The fog horns of the ferry boats
lowing somewhere off the shore,
culling the dreams of airplanes,
shotguns, and long roads
from my sleep.
Outside the kitchen, the fog erases
everything beyond the eucalyptus tree,
directing me to pause
as each pebbly layer plays
at lifting. If the sun
breaks in it will be the same green hills
that rose and fell yesterday,
the same pucker
of land lingering
at the tree line. The air will
smell softly of cows
and things that are alive.
The blue wine bottle
with the dead wasp wedged
in its neck will be slick
with grimy light
and we will all notice.

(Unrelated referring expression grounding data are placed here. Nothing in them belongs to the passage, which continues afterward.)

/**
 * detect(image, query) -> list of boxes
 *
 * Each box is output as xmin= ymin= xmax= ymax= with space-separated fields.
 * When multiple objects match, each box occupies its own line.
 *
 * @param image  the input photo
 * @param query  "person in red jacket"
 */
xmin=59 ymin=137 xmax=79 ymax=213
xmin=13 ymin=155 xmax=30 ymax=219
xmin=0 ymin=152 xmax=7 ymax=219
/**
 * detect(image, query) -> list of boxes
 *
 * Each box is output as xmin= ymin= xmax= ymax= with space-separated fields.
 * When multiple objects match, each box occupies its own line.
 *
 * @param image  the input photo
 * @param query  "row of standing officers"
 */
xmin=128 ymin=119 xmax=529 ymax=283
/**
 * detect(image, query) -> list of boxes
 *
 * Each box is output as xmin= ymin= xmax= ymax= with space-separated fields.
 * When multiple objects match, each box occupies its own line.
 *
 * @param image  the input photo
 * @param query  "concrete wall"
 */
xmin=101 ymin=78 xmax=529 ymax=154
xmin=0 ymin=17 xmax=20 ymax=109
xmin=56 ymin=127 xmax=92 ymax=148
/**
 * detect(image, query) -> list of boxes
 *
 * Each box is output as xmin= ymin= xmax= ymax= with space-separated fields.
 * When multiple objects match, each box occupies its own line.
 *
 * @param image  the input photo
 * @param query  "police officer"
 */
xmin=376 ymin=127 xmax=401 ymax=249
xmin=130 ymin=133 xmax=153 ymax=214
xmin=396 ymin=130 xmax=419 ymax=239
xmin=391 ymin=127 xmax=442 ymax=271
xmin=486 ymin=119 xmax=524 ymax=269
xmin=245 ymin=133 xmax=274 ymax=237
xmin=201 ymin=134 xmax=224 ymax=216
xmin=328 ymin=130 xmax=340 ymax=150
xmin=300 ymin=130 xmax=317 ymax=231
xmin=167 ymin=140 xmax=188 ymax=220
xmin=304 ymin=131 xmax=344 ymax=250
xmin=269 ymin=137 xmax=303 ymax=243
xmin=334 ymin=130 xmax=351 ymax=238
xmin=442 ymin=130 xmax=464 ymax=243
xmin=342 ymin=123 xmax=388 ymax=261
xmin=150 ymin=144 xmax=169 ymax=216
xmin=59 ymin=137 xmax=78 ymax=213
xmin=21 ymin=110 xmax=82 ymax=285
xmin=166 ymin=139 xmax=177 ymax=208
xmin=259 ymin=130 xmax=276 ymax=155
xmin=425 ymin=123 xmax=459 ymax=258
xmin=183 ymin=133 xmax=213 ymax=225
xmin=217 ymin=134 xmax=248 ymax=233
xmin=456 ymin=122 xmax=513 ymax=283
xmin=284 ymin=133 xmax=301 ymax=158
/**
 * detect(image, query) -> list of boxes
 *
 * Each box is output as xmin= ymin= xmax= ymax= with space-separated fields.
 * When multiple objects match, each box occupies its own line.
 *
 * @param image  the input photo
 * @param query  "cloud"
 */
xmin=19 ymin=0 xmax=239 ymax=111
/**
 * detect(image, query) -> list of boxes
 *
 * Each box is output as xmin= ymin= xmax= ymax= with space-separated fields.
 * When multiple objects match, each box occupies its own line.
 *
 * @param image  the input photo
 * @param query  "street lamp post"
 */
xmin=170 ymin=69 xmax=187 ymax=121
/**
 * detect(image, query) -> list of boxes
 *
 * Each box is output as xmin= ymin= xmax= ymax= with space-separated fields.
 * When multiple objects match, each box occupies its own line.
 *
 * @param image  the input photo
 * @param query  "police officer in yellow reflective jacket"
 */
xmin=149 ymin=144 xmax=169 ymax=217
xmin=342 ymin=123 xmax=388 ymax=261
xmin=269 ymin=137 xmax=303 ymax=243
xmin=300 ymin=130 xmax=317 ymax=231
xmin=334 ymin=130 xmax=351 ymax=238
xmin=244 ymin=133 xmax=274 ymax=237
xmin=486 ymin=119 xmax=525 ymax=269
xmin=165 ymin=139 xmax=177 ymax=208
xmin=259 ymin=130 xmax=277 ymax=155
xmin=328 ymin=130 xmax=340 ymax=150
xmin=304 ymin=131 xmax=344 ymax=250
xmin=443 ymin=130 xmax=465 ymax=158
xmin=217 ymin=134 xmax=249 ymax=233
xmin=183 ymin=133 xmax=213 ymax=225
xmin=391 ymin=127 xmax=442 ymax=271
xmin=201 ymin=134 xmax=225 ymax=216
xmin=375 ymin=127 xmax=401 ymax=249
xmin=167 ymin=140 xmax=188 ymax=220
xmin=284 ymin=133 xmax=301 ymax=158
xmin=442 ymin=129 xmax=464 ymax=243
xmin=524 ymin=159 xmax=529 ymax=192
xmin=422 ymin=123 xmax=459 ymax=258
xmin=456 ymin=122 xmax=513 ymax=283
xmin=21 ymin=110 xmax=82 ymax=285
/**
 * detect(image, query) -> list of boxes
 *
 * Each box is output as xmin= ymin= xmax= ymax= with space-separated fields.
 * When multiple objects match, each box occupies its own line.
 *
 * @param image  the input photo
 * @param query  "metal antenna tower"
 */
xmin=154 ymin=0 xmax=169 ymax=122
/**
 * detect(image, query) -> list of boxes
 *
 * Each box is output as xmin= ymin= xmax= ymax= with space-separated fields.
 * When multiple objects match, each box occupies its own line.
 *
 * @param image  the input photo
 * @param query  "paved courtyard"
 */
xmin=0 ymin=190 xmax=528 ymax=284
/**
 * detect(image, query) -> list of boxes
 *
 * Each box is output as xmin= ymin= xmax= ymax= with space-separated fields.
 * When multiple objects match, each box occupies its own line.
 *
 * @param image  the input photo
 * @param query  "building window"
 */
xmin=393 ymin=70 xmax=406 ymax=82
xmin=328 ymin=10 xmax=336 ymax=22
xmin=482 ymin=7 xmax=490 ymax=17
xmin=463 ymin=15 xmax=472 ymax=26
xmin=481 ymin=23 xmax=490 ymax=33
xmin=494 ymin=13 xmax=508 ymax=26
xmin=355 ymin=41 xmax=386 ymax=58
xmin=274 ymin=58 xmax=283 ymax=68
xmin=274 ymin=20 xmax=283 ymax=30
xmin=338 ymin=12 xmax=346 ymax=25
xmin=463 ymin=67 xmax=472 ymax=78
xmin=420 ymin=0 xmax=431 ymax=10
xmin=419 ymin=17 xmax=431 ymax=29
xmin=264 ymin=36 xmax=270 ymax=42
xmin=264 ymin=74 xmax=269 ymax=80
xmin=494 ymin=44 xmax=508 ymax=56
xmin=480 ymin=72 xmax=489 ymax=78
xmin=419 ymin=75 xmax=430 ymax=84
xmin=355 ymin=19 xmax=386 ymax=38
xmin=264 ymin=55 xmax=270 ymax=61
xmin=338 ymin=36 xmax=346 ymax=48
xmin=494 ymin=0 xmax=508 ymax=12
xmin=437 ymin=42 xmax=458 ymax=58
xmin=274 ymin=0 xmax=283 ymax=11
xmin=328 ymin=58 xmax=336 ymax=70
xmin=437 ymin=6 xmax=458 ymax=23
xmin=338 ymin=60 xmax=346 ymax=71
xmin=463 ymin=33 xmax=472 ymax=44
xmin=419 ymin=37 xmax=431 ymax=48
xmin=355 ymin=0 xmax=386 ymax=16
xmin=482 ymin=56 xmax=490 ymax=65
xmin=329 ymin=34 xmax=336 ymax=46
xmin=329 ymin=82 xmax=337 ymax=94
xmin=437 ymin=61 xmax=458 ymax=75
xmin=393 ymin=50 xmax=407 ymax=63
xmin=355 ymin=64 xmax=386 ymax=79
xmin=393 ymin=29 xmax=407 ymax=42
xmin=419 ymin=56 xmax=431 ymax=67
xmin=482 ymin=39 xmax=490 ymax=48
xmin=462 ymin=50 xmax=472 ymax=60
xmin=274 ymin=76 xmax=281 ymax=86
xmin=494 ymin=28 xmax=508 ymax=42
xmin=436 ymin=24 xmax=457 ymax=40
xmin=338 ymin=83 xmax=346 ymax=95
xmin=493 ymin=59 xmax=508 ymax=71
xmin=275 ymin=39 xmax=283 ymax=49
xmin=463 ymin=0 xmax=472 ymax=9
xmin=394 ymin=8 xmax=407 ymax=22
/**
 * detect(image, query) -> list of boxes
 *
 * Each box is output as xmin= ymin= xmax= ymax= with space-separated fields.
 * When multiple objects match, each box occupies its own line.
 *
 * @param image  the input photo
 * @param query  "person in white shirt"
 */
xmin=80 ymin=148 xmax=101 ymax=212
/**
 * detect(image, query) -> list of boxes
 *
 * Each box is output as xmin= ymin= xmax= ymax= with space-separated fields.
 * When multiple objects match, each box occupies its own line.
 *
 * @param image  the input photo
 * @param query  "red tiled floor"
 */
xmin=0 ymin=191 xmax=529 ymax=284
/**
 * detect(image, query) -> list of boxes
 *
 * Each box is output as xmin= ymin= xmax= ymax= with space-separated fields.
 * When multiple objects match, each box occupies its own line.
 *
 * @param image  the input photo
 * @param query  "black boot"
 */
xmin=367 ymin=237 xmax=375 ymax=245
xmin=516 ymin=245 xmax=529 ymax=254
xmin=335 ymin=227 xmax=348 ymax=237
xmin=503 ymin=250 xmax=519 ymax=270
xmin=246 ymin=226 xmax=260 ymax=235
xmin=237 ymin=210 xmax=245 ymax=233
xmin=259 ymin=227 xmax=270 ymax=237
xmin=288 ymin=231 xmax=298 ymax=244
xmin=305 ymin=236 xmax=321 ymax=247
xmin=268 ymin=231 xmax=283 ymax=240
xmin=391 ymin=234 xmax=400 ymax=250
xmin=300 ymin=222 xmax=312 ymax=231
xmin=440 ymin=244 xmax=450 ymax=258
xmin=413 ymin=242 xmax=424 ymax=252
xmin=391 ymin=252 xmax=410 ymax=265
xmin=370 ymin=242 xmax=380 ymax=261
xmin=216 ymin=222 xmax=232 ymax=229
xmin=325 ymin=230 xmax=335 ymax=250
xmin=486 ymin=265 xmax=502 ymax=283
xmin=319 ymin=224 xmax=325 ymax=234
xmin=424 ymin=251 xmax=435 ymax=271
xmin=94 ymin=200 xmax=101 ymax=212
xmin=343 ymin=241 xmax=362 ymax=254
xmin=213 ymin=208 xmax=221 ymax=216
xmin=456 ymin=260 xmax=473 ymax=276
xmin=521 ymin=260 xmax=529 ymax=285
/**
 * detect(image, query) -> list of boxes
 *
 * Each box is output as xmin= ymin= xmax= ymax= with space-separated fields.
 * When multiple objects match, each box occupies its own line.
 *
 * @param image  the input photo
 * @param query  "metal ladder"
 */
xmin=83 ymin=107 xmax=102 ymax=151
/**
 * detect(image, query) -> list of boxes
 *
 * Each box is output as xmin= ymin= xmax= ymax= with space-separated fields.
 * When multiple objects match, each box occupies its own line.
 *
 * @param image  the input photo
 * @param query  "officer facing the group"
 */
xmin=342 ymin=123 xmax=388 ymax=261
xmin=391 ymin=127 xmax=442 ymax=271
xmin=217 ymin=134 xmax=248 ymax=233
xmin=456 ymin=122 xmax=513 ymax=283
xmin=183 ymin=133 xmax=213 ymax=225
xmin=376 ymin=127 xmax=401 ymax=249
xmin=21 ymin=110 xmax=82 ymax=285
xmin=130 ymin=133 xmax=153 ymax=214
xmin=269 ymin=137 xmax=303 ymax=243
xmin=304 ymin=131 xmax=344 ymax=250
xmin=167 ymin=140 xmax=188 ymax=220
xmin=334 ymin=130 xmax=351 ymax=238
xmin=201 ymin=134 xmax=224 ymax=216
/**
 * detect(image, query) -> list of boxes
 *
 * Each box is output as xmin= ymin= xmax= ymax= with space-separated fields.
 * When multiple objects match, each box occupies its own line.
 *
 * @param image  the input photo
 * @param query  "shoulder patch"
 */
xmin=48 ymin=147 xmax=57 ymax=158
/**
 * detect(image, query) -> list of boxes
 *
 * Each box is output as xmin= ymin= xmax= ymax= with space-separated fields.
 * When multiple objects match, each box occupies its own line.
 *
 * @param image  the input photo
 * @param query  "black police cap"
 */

Make small
tongue sounds over breakfast,
remark that it must surely be
the most bluely blue
we have ever seen.
Twister
1996
This one turns around.
Looks back.
Gets in her truck and drives straight
for the windknit funnel cloud walls.
The cornfield parts on autopilot.
The sky greens.
Close to the end,
their bodies change relationship
to the field, swinging out
like the tongues of bells
swaying in luxurious, self-satisfied
pealing.
The eye of the storm slips over their forms.
Wind kicks back in
before we realize how long
we have been holding the stillness
in our ribs, splitting the hope of silence
with another hundred clouds already gathering.